4. Anything I should know about this particular bike?

My first Colnago! I can't wait!:thumbsup:


----------



## Dinosaur (Jan 29, 2004)

Yep, Italian BB
Most likely comes with a shim for the 1" stem.
Put anything on it you want. It's your bike.

I tried to order one two years ago. At that time Colnago's were hard to come by. I have a Colnago Master X-Light and was told there is not much diff between the B-Stay and the all steel Master. I just wanted something different.
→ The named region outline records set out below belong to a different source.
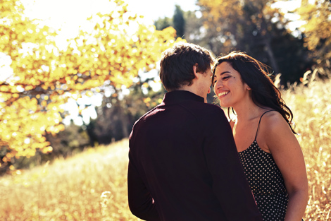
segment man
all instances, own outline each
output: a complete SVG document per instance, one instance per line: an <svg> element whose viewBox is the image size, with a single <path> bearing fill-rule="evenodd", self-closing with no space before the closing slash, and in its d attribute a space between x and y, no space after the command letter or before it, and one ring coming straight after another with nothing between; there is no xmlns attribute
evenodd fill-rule
<svg viewBox="0 0 331 221"><path fill-rule="evenodd" d="M179 43L163 53L168 92L134 125L130 137L129 206L140 219L258 220L223 111L206 104L213 59Z"/></svg>

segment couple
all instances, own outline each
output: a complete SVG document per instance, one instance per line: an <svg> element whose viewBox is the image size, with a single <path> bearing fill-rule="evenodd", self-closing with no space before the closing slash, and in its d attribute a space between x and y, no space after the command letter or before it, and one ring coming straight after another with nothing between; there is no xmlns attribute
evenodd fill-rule
<svg viewBox="0 0 331 221"><path fill-rule="evenodd" d="M168 92L130 137L132 213L146 220L301 220L308 181L292 112L256 59L232 52L213 64L193 44L163 53ZM237 114L230 124L206 104L211 77L220 106Z"/></svg>

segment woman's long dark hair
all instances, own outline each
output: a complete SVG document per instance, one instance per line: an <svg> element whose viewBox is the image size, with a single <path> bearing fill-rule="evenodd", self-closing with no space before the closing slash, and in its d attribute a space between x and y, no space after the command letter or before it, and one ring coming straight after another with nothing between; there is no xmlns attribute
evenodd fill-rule
<svg viewBox="0 0 331 221"><path fill-rule="evenodd" d="M242 81L251 88L251 99L254 104L262 108L269 107L277 111L289 124L292 131L296 134L292 125L293 113L285 104L280 91L270 79L272 73L268 66L243 52L232 52L216 59L213 68L213 86L216 67L225 61L238 71ZM234 112L232 107L227 108L229 118L230 109Z"/></svg>

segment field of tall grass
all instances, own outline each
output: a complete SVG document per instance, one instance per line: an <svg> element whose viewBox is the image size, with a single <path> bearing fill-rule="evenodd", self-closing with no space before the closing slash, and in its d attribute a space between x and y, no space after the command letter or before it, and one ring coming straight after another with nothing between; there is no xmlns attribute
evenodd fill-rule
<svg viewBox="0 0 331 221"><path fill-rule="evenodd" d="M331 84L311 82L283 95L305 156L305 220L331 220ZM127 206L127 139L0 178L0 220L139 220Z"/></svg>

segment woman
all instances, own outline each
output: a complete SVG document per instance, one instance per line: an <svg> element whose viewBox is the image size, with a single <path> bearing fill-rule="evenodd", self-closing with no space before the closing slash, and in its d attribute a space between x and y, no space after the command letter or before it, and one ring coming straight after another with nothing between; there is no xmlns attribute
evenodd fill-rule
<svg viewBox="0 0 331 221"><path fill-rule="evenodd" d="M266 65L232 52L217 59L212 83L229 117L230 110L237 115L230 123L263 220L299 221L308 201L304 155L292 112L269 75Z"/></svg>

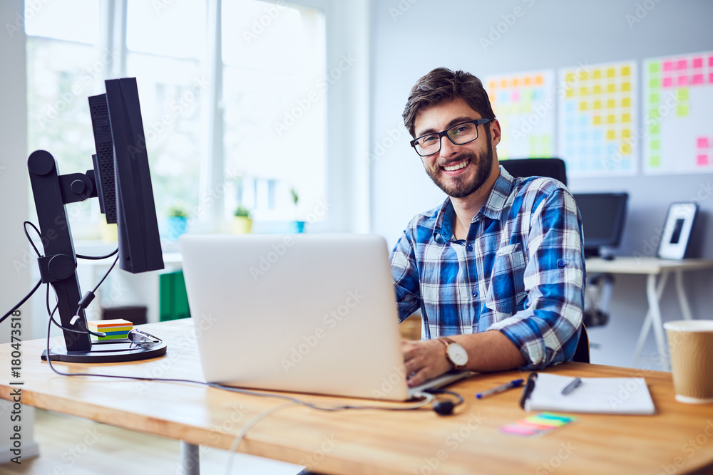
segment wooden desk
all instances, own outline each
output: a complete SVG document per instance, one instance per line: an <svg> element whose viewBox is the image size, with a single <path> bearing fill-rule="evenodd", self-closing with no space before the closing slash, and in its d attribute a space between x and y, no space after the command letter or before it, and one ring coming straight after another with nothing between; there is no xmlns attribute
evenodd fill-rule
<svg viewBox="0 0 713 475"><path fill-rule="evenodd" d="M200 378L190 320L144 325L168 343L164 357L86 367L58 363L73 372ZM53 411L185 441L228 449L254 415L282 404L276 400L190 384L59 376L40 360L42 340L22 344L22 402ZM10 360L9 344L0 361ZM9 369L0 397L10 398ZM308 466L326 474L659 474L713 466L713 404L677 402L671 375L660 372L568 363L548 370L579 376L643 376L655 416L578 414L574 424L539 438L502 434L499 428L530 413L518 405L520 391L476 400L474 394L518 376L481 375L453 385L466 397L457 414L353 410L316 412L301 406L270 415L250 432L241 451ZM615 397L625 397L622 393ZM344 399L302 395L325 404ZM361 401L364 403L364 401ZM5 421L3 421L5 423ZM434 470L437 467L437 470ZM663 467L663 468L662 468ZM709 473L709 472L708 472Z"/></svg>
<svg viewBox="0 0 713 475"><path fill-rule="evenodd" d="M656 345L663 369L671 370L669 361L668 349L666 347L666 338L664 336L664 327L661 319L661 309L659 302L663 294L664 288L669 275L673 273L676 278L676 293L678 297L681 314L687 320L692 318L690 306L683 288L683 273L686 271L697 271L700 269L713 268L712 259L682 259L674 261L671 259L660 259L655 257L617 257L611 260L600 258L591 258L586 261L587 273L630 273L643 274L647 276L646 279L646 298L649 303L649 309L644 319L644 324L639 333L639 340L634 352L634 363L635 364L641 355L641 350L649 336L649 330L653 327L654 335L656 338Z"/></svg>

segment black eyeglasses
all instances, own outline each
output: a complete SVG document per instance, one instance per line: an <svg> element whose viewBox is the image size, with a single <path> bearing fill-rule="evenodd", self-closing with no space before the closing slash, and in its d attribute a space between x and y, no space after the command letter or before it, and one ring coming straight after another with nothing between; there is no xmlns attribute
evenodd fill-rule
<svg viewBox="0 0 713 475"><path fill-rule="evenodd" d="M154 345L163 341L158 336L154 336L150 333L141 330L137 330L136 328L129 330L126 338L131 342L131 344L129 345L129 349L130 350L139 348L144 350L150 350L153 348Z"/></svg>
<svg viewBox="0 0 713 475"><path fill-rule="evenodd" d="M411 146L421 157L427 157L441 151L441 137L443 135L456 145L465 145L478 138L478 126L486 124L493 119L468 120L432 134L422 135L411 141Z"/></svg>

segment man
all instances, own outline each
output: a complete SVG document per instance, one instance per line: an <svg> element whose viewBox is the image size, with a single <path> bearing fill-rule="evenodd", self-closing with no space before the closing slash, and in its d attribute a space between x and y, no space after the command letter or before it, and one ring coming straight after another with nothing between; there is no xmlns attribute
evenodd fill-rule
<svg viewBox="0 0 713 475"><path fill-rule="evenodd" d="M581 219L560 182L501 168L500 124L480 80L437 68L411 89L404 121L447 195L409 223L391 256L409 386L456 367L539 369L574 354L582 325Z"/></svg>

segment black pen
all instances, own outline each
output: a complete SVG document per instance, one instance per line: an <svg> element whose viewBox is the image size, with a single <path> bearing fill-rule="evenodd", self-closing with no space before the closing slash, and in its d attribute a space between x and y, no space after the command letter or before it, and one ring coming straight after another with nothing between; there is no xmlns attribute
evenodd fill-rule
<svg viewBox="0 0 713 475"><path fill-rule="evenodd" d="M575 377L574 381L565 386L565 389L562 390L562 395L566 396L567 395L568 395L569 393L572 392L575 389L579 387L580 385L581 384L582 384L582 378Z"/></svg>

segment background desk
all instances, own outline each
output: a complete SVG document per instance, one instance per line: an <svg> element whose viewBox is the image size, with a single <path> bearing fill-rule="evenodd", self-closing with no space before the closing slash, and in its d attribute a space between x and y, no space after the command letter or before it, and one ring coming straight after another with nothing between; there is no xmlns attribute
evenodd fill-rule
<svg viewBox="0 0 713 475"><path fill-rule="evenodd" d="M649 335L649 330L654 328L654 335L656 337L657 349L660 357L663 369L670 371L671 365L669 362L668 348L666 347L666 338L664 335L663 323L661 318L661 308L659 303L669 275L672 273L675 276L676 293L678 296L679 306L681 313L687 320L692 318L691 308L683 288L683 273L686 271L697 271L699 269L713 268L713 260L709 259L682 259L672 261L660 259L655 257L617 257L612 260L600 258L587 259L587 275L593 273L629 273L643 274L647 276L646 279L646 297L649 304L644 324L639 333L639 340L634 353L634 363L641 354L641 350Z"/></svg>
<svg viewBox="0 0 713 475"><path fill-rule="evenodd" d="M190 320L143 328L168 342L164 357L102 366L56 366L71 372L200 378ZM37 407L225 449L254 415L282 404L190 384L59 376L40 360L44 344L34 340L22 345L22 402ZM9 344L0 345L0 361L9 361L10 351ZM0 397L9 399L16 386L7 383L4 378L9 377L9 369L6 370ZM658 474L662 466L683 474L713 467L713 404L677 402L670 373L582 363L560 365L548 371L573 376L643 376L658 413L650 417L579 414L574 424L544 437L506 435L500 432L501 427L530 414L518 405L520 392L508 391L480 401L474 394L520 375L510 371L481 375L453 385L466 398L453 416L440 417L429 409L327 413L296 406L271 414L252 427L240 450L309 465L320 473L354 475L531 474L552 473L555 469L558 473L597 475ZM626 388L612 396L625 397ZM347 400L301 397L324 404ZM695 450L687 449L691 440L698 440Z"/></svg>

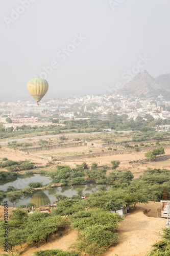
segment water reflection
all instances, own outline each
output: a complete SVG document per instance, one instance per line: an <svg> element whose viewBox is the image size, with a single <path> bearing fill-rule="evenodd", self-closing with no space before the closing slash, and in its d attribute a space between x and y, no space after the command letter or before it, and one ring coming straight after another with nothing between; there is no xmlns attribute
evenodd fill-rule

If I had come into the shop a couple of weeks earlier I could have picked up B-Stay frame with carbon fork for $1500...my loss... 

I love my Master X-Light..


----------



## icsloppl (Aug 25, 2009)

1. Is the bottom bracket Italian threaded?

Yes.

2. The add said 1" steerer, but included a 1 1/8" adaptor?? What in the world is this?

Probably a left over shim from a 1 1/8 inch stem. 

3. Looking to put the new SRAM Force 2010 on it, is this acceptable for an Italian bike?

Depends on what you want. Some people clearly feel motivated to present a unified Italian look. You could probably get a new 10 speed Chorus or used Record 10 for about the same cost if you want to maintain "the look".

4. Anything I should know about this particular bike?

The Master B-stay got a mixed response due to the non-std construction (tig welded rear section) and materials (steel and carbon mix). The geometry is standard Colnago though.


----------